How to Manage Python Packages and Virtual Environments on Linux

Python is a programming language with a large library of third party modules, or packages. Python developers rely on third party packages to simplify problems when they are writing code. When you install third party Python packages to your machine, you typically use a repository, like Pypi. This repository contains packages that can, by default, be installed with Pip. Pip is a tool used to install Python packages, like Apt for Ubuntu, onto the host system.

What are Python Virtual Environments

It's not uncommon for Python applications to depend on several dozen third party packages. Additionally, the versions of these packages often differ between different software projects. This can cause some issues among the various dependencies of the projects on your system, and their version numbers.

As a response to this problem, Python developers utilize virtual environments. These virtual environments create isolated directories to install dependencies for specific projects. It's also possible to install isolated versions of the Python binary with virtual environments.

Several tools exist to manage virtual environments. This guide covers tools such as Pipenv, Virtualenv, and Conda, and offers advice for managing dependencies and virtual environments in Python.

Before You Begin

This guide covers the basic concepts of using Python Virtual Environments and installing Python packages. This guide uses Python 3. If you want to install Python 3 on your system, please refer to the following guides:

What is Pip

Pip, the Python Package Installer is the default installation method for installing Python packages. By default, Pip can installs packages globally, or it can install them for specific users. This depends on the permissions enforced by your operating system. It can also uninstall packages and their dependencies.

Pip relies on a strong community-maintained package repository to install third party packages that are not included with your standard Python 3 installation. You can browse all of the Python modules available on the Python Module Index.

How Pip works

Pip has a variety of functions that help install, uninstall, and manage packages. Open source Python projects typically contain a requirements.txt file.

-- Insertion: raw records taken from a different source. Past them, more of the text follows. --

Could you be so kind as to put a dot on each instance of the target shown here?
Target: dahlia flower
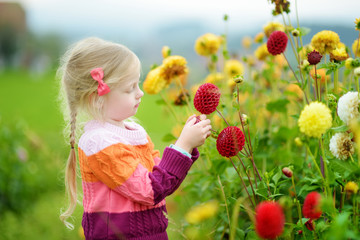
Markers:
(311, 208)
(173, 66)
(341, 145)
(325, 41)
(348, 107)
(261, 52)
(314, 57)
(277, 42)
(233, 67)
(154, 82)
(269, 220)
(230, 141)
(207, 98)
(315, 119)
(207, 44)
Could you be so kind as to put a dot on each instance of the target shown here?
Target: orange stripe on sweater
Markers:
(115, 164)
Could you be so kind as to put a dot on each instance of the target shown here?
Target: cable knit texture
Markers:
(125, 182)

This file lists all of the dependencies of the project, and Pip can install from that file.

Python packages are typically installed using the syntax:

pip3 install <packagename>

After running this command, your package is installed and you can use the import statement in your Python code to begin using it.

This table shows the most common Pip commands and their common arguments and options that can be run from the command line:

Function Syntax Description
Install pip3 install packagename This command installs a package from the Python Module Index by default.
Download pip3 download [Options] This command allows you to download packages from many different sources, including Git, local project directories, and remote archives.
Uninstall pip3 uninstall packagename This command allows you to uninstall any package that was installed using the pip3 install command.
Freeze pip3 freeze -r requirements.txt The Freeze command outputs all of the installed packages that a project has in order. Using the -r flag, you can save the dependencies to a requirements.txt file.
List pip3 list -o, pip3 list -l This command lists all of the installed packages. The -o flag lists the outdated packages. The -l flag lists only the packages in your current environment, omitting any globally installed packages.
Show pip3 show packagename This command outputs information about a specific package, that is version number, homepage, summary, and other options.
Search pip3 check                              This command checks your currently installed packages to verify that they have installed correctly. This command reports any packages that are missing dependencies.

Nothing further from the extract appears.